Coronis (Whitehead) n. 28

Previous Number Next Number Next Translation See Latin 

28. In the work itself named The True Christian Religion, it has been shown that the two trees, the one of "life," and the other of the "knowledge of good and evil," being placed in the garden of Eden, signified that free-will in spiritual things was given to man (n. 466-469); to which must be added that without such free-will man would not be man, but only a figure and effigy; for his thought would be without reflection, consequently without judgment, and thus in the Divine things which are of the church, he would have no more power of turning himself, than a door without a hinge, or, with a hinge, fastened with a steel bolt; and his will would be without decision, consequently no more active with respect to justice or injustice, than the stone upon a tomb under which lies a dead body. That man's life after death, together with the immortality of his soul, is owing to the gift of that free-will, and that this is the "likeness of God," has been proved in the work itself, as also above. [2] Yea, man, that is, his mind, without that would be like a sponge which imbibes water in great abundance but is not able to discharge it, in consequence of which both would decompose, the water into corruption, and the sponge into slime.
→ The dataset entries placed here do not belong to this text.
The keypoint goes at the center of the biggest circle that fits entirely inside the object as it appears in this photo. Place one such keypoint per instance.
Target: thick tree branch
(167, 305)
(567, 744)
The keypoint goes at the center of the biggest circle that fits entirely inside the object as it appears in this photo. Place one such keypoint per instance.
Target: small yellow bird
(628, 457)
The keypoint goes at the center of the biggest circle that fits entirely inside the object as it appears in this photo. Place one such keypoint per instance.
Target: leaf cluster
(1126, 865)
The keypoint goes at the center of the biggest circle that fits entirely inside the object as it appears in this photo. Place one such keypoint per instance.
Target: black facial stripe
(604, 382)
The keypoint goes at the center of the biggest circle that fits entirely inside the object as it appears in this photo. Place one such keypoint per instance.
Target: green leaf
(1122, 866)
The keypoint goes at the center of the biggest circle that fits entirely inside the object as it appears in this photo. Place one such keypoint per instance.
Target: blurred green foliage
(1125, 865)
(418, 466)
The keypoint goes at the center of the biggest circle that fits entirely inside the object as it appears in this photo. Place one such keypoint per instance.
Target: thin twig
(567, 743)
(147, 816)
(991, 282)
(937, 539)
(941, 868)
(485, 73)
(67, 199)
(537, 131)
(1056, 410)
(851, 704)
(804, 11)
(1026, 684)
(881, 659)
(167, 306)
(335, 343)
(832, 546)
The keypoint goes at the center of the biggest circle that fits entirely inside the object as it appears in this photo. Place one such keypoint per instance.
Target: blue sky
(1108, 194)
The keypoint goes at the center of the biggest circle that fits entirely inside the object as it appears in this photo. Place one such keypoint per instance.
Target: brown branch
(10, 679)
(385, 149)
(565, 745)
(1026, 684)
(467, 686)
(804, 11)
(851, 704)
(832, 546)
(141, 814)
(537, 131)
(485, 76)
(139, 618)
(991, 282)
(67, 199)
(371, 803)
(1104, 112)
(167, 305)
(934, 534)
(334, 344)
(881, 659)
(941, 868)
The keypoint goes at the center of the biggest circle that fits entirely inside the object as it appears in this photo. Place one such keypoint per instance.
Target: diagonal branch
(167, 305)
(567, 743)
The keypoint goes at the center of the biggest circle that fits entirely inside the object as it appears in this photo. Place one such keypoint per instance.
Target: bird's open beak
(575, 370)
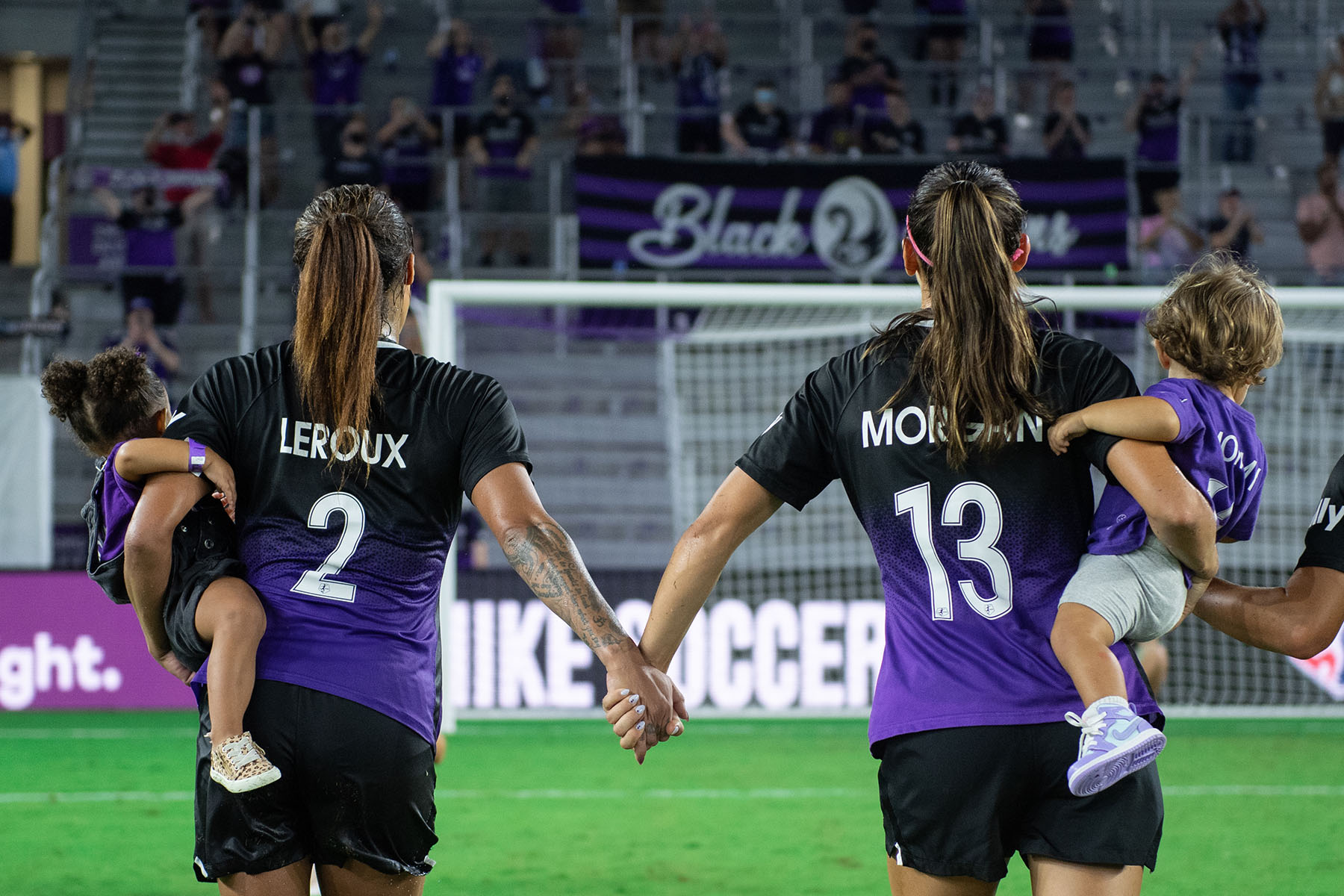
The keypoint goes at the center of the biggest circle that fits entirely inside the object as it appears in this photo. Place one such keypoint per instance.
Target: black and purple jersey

In the same manner the church with him would not be a church, and thus a temple wherein the worship of God is performed: it would be like the den of some wild beast under the root of a lofty tree which rocks itself to and from over its head, except only that it would be able to take something therefrom, and apply itself to some other use besides lying in tranquillity under it. Moreover without free will in spiritual things, man would be more blind in all and each of the things of the church, than a bird of night in the light of day, but more sharp-sighted [in respect to falsities] than that bird in the darkness of night: for he would shut his eyelids, and contract their sight against the truths of faith; but he would raise his eyelids, open his eyes, and dilate their sight like the eagle, to the falsities of faith. Free-will in spiritual things, is from this, that man walks and lives his life in the midst between heaven and hell; and that heaven operates in him from above, but hell from beneath; and that the option is given to a man of turning himself either to higher things or to lower things, thus, either to the Lord or to the Devil.